Gothamist Just Made an Open Call for Pitches. Here’s What They Want

By Michael Tunney January 29th, 2015

For a lot of freelancers, the problem isn’t coming with ideas, it’s finding a place that wants to publish your good ideas.

Last year, our writers got some good direction about where to send pitches when The Atlantic asked writers to send story ideas related to monthly themes. Recently, Gothamist followed suit, sending out a request for freelance submissions that are “original, compelling, heartbreaking, funny, enraging, enlightening work, written clearly and with an eye towards stories that cut through the dull hum of the internet—stories that help the reader better understand New York City and the people living in it.”

Gothamist was co-founded by publisher Jake Dobkin and editor Jen Chung in 2003 to cover all things New York and has since launched other niche outlets focused on individual cities like Los Angeles, Washington, D.C., Chicago, Toronto, San Francisco, London, and Shanghai.

We caught up with Gothamist’s features editor, Christopher Robbins, to talk about the call for pitches and the best way for freelancers to cut through his email backlog so they can get published.

1. What was the impetus for publishing a call for pitches? Are you looking for a higher volume of pitches or is this a way to attract higher quality journalists?

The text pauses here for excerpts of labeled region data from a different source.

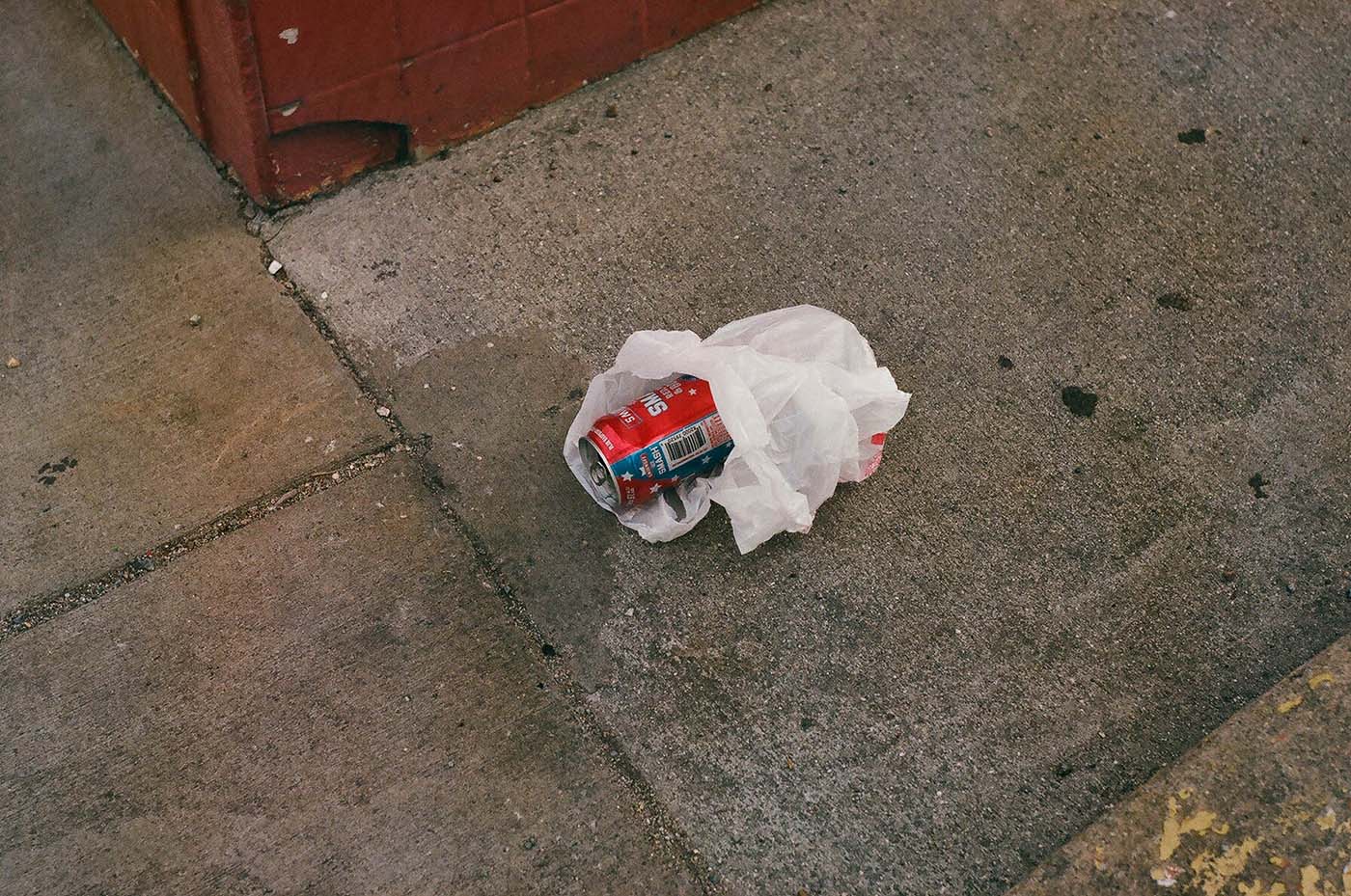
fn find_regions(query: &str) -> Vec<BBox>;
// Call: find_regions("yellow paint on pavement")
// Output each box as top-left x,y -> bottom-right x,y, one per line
1159,796 -> 1215,859
1276,693 -> 1304,716
1192,836 -> 1257,896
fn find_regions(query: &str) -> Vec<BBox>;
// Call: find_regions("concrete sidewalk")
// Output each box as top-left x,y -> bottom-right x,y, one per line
269,1 -> 1351,893
0,0 -> 1351,893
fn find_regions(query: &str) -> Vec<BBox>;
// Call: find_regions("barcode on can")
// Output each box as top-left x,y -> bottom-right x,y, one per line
662,421 -> 708,470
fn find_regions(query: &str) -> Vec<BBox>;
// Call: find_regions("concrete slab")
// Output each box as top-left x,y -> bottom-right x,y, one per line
1013,638 -> 1351,896
0,461 -> 690,896
0,3 -> 391,612
271,1 -> 1351,893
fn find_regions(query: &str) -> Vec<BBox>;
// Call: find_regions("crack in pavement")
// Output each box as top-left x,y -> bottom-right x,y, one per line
0,442 -> 415,642
248,201 -> 727,896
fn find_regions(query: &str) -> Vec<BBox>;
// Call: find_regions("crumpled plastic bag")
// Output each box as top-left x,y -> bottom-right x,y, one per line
564,305 -> 911,554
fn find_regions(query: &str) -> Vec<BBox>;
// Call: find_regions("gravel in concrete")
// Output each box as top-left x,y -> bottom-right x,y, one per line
1013,638 -> 1351,896
0,461 -> 690,896
273,0 -> 1351,893
0,3 -> 391,604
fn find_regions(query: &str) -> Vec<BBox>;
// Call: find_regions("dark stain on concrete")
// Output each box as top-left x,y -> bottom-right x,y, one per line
393,329 -> 621,687
1061,386 -> 1098,417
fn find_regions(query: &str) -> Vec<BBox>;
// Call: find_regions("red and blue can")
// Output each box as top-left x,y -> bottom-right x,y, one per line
578,376 -> 732,507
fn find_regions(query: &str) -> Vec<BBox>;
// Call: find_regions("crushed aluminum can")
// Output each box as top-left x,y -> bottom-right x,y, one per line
578,376 -> 732,507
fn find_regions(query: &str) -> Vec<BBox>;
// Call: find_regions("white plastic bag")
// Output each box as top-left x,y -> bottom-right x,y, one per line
564,305 -> 911,554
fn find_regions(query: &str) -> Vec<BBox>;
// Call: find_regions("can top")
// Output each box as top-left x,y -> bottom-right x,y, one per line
577,436 -> 619,504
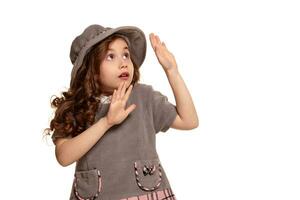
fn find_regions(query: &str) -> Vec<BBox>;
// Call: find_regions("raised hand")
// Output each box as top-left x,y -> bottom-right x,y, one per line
106,81 -> 136,126
149,33 -> 177,71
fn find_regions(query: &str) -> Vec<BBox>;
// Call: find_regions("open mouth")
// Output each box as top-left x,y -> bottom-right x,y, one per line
119,72 -> 129,79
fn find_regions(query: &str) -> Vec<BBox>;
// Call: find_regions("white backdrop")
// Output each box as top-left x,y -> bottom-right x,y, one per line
0,0 -> 300,200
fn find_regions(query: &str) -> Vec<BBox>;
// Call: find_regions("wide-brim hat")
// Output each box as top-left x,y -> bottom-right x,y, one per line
70,24 -> 147,85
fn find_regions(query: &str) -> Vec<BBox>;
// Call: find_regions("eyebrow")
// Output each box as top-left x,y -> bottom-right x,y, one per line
107,47 -> 128,51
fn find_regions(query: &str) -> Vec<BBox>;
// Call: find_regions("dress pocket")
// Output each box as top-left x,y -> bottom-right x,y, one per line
74,169 -> 102,200
134,159 -> 162,191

Both. Some of the writers we work with are full-time freelancers—one of our regular contributors wrote an essay for The New York Times Magazine earlier this month—and we certainly want more seasoned journalists to think of us when they’re pitching stories. But some of our best freelance pieces have come from writers outside of that circle, who may not have that kind of news background.

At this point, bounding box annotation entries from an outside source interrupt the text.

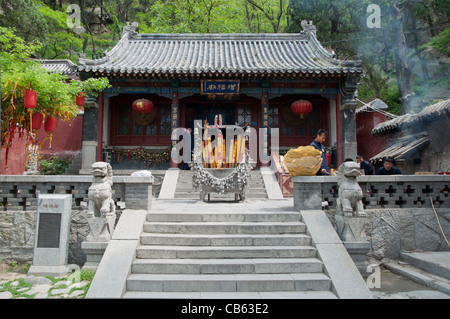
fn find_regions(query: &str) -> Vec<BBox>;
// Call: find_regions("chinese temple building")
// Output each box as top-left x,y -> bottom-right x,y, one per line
77,21 -> 362,170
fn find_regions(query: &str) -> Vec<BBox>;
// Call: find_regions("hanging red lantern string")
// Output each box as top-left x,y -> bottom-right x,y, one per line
24,89 -> 37,109
30,112 -> 44,144
76,92 -> 84,107
44,116 -> 56,149
291,100 -> 312,118
31,112 -> 44,131
23,89 -> 37,139
132,99 -> 154,115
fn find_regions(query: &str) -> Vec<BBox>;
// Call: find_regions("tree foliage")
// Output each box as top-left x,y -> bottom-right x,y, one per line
0,27 -> 109,165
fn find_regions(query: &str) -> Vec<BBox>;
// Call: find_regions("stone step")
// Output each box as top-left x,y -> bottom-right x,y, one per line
132,258 -> 323,274
146,211 -> 301,222
141,233 -> 311,246
143,222 -> 305,234
127,273 -> 331,292
123,290 -> 338,298
136,245 -> 317,259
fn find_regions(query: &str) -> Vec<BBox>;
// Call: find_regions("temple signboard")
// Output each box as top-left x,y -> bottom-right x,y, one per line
201,80 -> 240,94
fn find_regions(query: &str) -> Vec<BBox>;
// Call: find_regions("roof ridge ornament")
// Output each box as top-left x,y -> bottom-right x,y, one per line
122,21 -> 139,36
300,20 -> 317,36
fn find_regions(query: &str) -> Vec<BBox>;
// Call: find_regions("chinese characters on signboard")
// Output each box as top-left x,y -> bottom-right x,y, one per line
201,80 -> 239,94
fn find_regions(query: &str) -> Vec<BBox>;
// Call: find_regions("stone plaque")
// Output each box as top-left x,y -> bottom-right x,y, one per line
37,213 -> 61,248
28,194 -> 72,276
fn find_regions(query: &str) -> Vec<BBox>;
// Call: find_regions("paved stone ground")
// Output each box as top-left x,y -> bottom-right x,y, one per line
0,266 -> 450,299
371,268 -> 450,299
0,264 -> 90,299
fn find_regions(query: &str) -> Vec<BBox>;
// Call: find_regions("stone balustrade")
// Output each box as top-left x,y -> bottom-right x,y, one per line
0,175 -> 153,211
292,175 -> 450,209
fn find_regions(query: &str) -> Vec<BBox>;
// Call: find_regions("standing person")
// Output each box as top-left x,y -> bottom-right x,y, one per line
356,155 -> 373,175
309,129 -> 330,175
376,157 -> 402,175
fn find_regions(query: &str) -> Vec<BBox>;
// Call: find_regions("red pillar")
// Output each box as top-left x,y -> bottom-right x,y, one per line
170,92 -> 180,168
97,92 -> 104,162
336,94 -> 344,168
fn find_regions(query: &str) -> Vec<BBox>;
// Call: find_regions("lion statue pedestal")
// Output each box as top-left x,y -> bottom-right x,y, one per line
81,162 -> 116,269
334,162 -> 371,278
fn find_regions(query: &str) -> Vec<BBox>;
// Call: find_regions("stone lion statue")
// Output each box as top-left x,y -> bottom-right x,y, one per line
87,162 -> 116,217
336,162 -> 366,217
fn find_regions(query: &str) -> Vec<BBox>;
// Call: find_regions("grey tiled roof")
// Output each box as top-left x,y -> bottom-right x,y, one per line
78,23 -> 362,78
37,60 -> 77,75
370,132 -> 430,164
372,99 -> 450,136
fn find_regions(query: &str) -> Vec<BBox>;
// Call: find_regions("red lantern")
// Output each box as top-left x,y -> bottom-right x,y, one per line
44,116 -> 56,134
76,92 -> 84,106
291,100 -> 312,118
24,90 -> 37,109
133,99 -> 153,113
31,113 -> 44,130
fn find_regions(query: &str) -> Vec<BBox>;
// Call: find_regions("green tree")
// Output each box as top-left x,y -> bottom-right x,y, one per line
0,27 -> 109,169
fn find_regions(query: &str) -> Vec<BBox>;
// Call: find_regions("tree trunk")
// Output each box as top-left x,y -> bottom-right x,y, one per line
392,1 -> 414,114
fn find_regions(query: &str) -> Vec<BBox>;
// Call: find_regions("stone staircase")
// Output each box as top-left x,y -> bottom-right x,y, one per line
123,200 -> 337,299
175,170 -> 267,200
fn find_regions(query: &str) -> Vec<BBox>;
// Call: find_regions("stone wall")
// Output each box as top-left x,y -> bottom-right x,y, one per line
327,208 -> 450,260
0,175 -> 153,266
292,175 -> 450,260
0,210 -> 89,267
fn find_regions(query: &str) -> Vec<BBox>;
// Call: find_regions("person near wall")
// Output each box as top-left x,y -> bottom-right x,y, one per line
376,157 -> 402,175
310,129 -> 331,175
356,155 -> 373,175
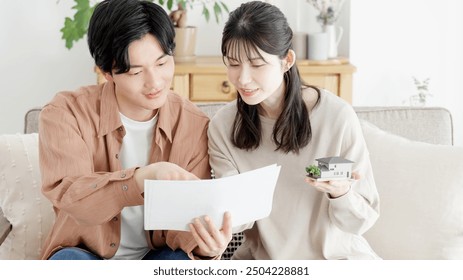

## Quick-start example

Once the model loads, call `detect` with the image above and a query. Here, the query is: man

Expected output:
[39,0,231,259]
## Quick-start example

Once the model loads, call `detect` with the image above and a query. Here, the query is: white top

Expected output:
[209,91,379,259]
[112,114,157,260]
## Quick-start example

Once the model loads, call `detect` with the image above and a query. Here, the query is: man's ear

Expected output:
[284,49,296,71]
[103,72,113,82]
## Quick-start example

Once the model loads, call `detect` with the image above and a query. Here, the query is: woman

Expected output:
[208,1,379,259]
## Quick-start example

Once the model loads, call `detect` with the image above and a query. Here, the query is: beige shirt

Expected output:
[209,91,379,259]
[39,82,210,259]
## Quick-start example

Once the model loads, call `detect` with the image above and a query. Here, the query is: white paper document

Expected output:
[144,164,280,231]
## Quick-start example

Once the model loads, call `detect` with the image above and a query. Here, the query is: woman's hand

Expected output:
[189,212,232,258]
[305,172,360,198]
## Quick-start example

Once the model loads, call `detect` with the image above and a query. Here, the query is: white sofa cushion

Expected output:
[361,121,463,259]
[0,133,54,260]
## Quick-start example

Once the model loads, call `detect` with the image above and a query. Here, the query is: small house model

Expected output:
[314,157,354,180]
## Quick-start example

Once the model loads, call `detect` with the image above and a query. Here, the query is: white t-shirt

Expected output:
[112,114,158,260]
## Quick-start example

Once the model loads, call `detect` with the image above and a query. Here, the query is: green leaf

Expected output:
[60,0,95,49]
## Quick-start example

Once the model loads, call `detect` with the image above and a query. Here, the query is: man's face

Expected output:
[105,34,174,121]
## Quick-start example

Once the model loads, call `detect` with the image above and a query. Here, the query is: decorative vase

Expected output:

A documentary filmmaker submitted this incredibly moving photo essay about spending 10 hours on a bus with a group of newly released prisoners, and an art historian wrote us these fascinating stories about a secret Gilded Age supper club. If your story is compelling, we will run it.

2. What do you typically look for in a pitch beyond the subject matter?

Clarity. Can the pitch be described in a sentence or two? It also helps if the writer’s pitch shows a familiarity with Gothamist. That means they’ve read our work on the subject and their pitch complements or advances it. If the pitch involves something we haven’t covered, it still fits our style and voice.

3. Do you have tips for freelancers looking to get the attention of editors? What strategies did you use when pitching in the past?

Be as specific as you can. Let’s say you pitch an article about the onerous process of applying for affordable housing in New York. There are almost too many ways you can approach this topic: Are you going to speak to people who have tried, failed, and succeeded so we can glean from the lessons they learned? Or are you going to talk to experts about the best possible ways to navigate the process? Is this piece supposed to be more illustrative or service-y?

You should have these kind of questions sorted out and your pitch whittled down to its most essential parts before sending it to us. Brief is always better. Two sharp sentences will cut through my email-addled brain and have me asking you for more information. Tease me!

4. What are some of your favorite features Gothamist has published since you took on freelance duties last year?

Many of them are in this year-end post we did in December—they read like a list of some of the issues we think are most important to New Yorkers: gentrification, labor struggles, prison reform, corruption.

They also don’t have to be heavy to be thoughtful: This piece about Manhattan palm readers deftly weaves introspection with shoe leather observation and is really fun to read. This story about Australians in New York City may best embody the ideal Gothamist pitch. It takes an impression that many of us share (“Why do I meet so many Australians?”) but is difficult to quantify, and reveals that not only has the number of Australians in New York quadrupled over the last decade, but that the increase is largely due to the country’s support of the most recent Iraq War. I don’t know anyone who goes to cocktail parties anymore, but I’d bet that story kills at them.

5. How much do you pay at Gothamist for freelance pieces?

$200 to $500 is a typical range, but more for longer or more complex projects, less for shorter, simpler stuff. And we pay promptly.